Green synthesis of porous biochar with interconnected pore architectures from typical silicon-rich rice husk for efficient CO2 capture

Abstract

Carbon capture is an effective solution to reduce the emitted CO2 from the burning of fossil fuels. However, the intrinsic tradeoff between activator selection and narrow pores for CO2 capture, as well as the difficult design of pores according to the biomass natural structure, greatly limits the CO2 capture capacity. To overcome those issues, for the first time, porous biochar with precisely narrow pores (0.36 and 0.59 nm) and nanocapsules structure was assembled by coupling the merit of typical silicon-rich waste rice husk and low-corrosive potassium citrate for CO2 adsorption application. The narrow ultramicropore was obtained and verified by CO2 and N2 molecular probes. Potassium citrate activated biochar exhibited an excellent gravimetric CO2 capture capacity of 1.55 mmol/g, which was 1.35 and 2.04 times higher than potassium citrate self-assembled and KOH-activated samples, respectively.
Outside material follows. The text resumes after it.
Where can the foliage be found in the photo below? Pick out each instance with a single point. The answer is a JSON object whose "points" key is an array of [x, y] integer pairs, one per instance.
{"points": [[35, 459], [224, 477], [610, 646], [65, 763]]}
The as-synthesized potassium citrate activated biochar exhibited high CO2/N2 selectivity of 37.80 (1 bar, 25 °C) and regeneration efficiencies above 99 % after 10 cycles. In combination with TG-FTIR, SEM and XRD, key CO2 capture mechanisms were proposed: 1) CO2 is encapsulated in the nanocapsules structure (∼1 μm) and enters the interior carbon matrix skeleton with narrow ultra-micropores (Vultra = 0.213 cm3/g); 2) CO2 tends to be absorbed in interconnected channel formed by tailoring the external SiO2 nanoparticles and internal organic carbon. This strategy could provide a new insight to guide the pores design according to biomass natural structure for efficient CO2 capture.